Con o sin alícuotas, lo cierto es que todas las familias y las más de 250 personas que residen en la icónica casa se sienten totalmente identificadas con ese lugar. Y aseguran que no cambiarían de residencia por nada.
Así lo expresa Orley Vera, un manaba de 52 años que se decidió por vivir en Quito hace dos décadas.
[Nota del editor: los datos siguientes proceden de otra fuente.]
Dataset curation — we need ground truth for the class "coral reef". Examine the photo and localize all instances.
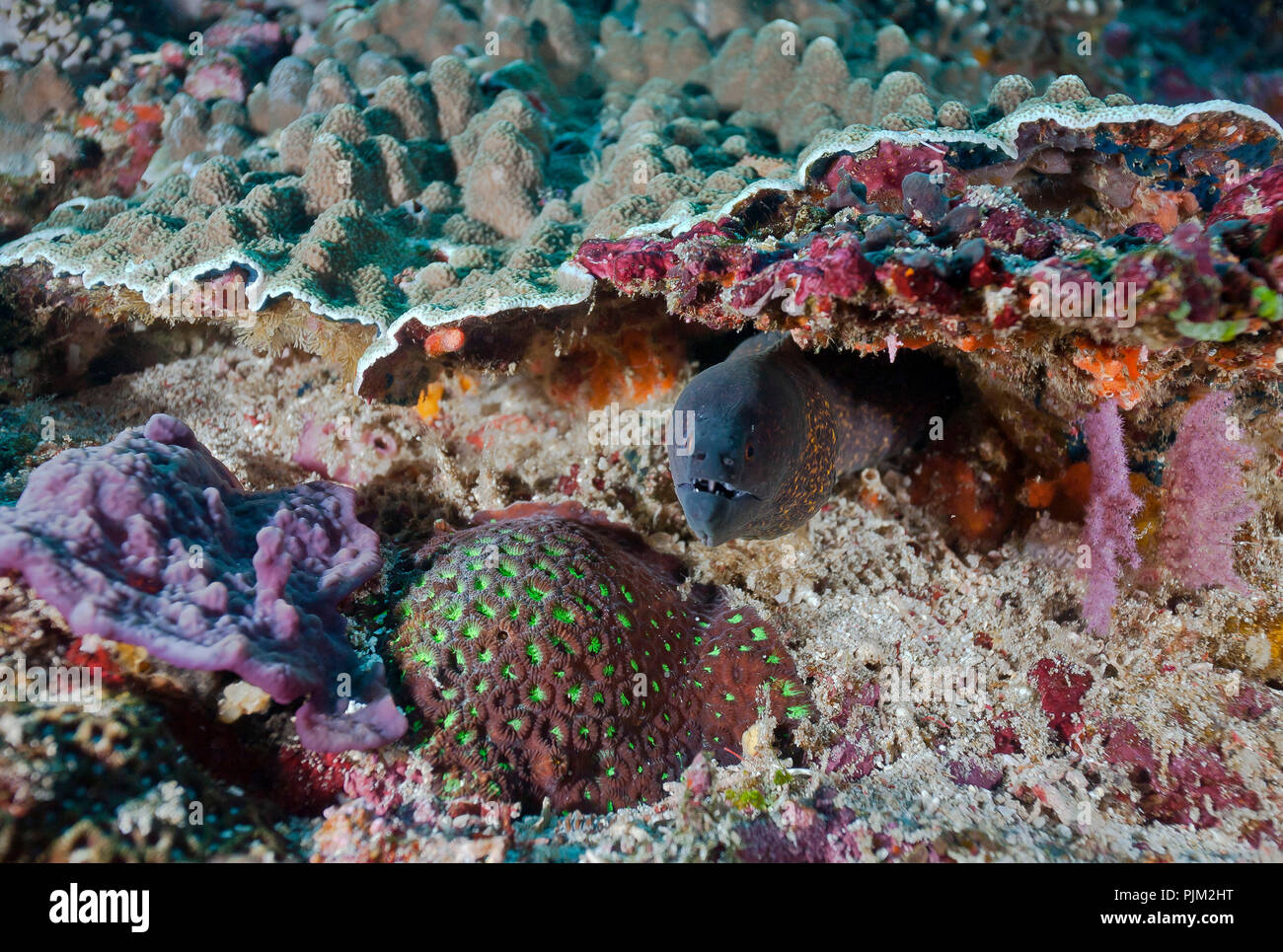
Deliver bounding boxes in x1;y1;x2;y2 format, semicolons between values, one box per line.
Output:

Él es uno de los residentes más nuevos y propietario del departamento 35, desde 2006.
Para Vera, su esposa y sus dos hijos residir en este inmueble patrimonial es un orgullo y una satisfacción por varios motivos: la paz que se siente en el ambiente, la buena vecindad que se ha mantenido como norma, las fiestas comunales, las visitas turísticas que se han reiniciado, entre otros.
Este emprendedor también resalta la seguridad del inmueble, pues el doble ingreso se mantiene y cada vecino tiene sus llaves y, algo que para él es fundamental: la casona se encuentra cerca de todo (oficinas de gestión, iglesias, almacenes, comercios y el Centro Comercial Ipiales), lo que optimiza sus gestiones y su tiempo de manera radical.
Al final del día, aquí todos saben que los verdaderos misterios de esta casa suceden en la convivencia cotidiana que se gesta alrededor de sus siete patios.